The Big Dig: Urban Food Growing

Last week I went to our local urban food growers’ event in the Botanical Gardens. There were over 100 people there representing many food-growing and community gardening groups across the city. Noticeably there was a good mix of age groups.

The Big Dig

The meeting was part of The Big Diga campaign run by SustainTheir aim is to get city dwellers to grow their own vegetables in the healthy outdoors. This year the campaign has been extended to include our city of Birmingham.

"What we as community activist or social activists make of The Big Dig," said my neighbour Chris Blythe who was leading the meeting, "is up to us".

The Urban Agricultural Movement

Mike Hardman from Birmingham City University spoke on Food in the City. He talked about the increasing trends of rearing livestock and producing food in the city.

Stars Complex Urban Garden - an urban vegetable garden
 photo by Gabriel Kamener, Sown Together on flickr
He gave the example of Detroit where a whole destitute area was re-energised through food as well as other examples in New York. Guerrilla Gardening started in the States and is now occurring in the UK.

Mike Hardman also mentioned crazy projects such as vertical gardening and cited Carrot City - a project that has catalogued many more examples of urban agriculture.

Birmingham is in fact a very green city and now has a large food growing scene with many Grow Sites such as our own Coplow Street Grow Site.

Community Gardening

Alys Fowler then spoke on community gardening. In community gardening some people the gardening comes second and the sense of community is far more important. I could really identify with this.

Many people may be intimidated by aspects of the actual gardening such as digging but bring other talents to community gardening such as administration.

How can we develop our projects further?  

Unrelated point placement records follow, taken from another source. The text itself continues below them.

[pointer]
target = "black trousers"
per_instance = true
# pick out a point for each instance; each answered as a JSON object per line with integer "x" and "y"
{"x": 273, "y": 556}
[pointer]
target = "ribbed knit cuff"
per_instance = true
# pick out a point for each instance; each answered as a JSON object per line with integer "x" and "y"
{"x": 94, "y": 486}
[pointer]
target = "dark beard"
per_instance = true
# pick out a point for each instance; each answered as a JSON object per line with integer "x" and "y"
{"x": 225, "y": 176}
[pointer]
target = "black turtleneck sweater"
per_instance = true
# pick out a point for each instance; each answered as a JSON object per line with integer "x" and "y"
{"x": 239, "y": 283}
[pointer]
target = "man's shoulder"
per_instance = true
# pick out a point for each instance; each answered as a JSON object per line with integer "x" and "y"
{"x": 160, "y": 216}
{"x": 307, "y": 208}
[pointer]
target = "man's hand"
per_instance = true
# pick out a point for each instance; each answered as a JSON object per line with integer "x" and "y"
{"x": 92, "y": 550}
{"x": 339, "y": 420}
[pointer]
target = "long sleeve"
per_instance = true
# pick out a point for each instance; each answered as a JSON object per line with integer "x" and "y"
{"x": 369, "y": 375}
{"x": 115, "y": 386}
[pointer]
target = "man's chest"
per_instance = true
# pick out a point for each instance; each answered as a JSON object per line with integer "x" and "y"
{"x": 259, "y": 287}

In groups we discussed how we could grow our urban food growing projects. There were a number of groups there but very similar points came out of each group

1. Education such as
  • up-skilling/sharing skills/knowledge
  • on-line sharing
  • including schools
2. Linking up groups such as
  • better communication between groups
  • sharing resources
  • getting others involved so that everyone can play their part
3. Cultural food events
  • Community lunches were suggested - sharing food of different cultures – growing them, cooking them and then eating them possible at outdoors events where grown.
  • There was a general consensus that social events like this may bring cultures together improving social cohesion, building cross generational links and promoting social inclusion.

What next?

The Big Dig will involve an open garden event on Saturday March 16th to kick off the growing season but there will be a lot to do afterwards. Last year's Big Dig also involved a September event too including open gardens again.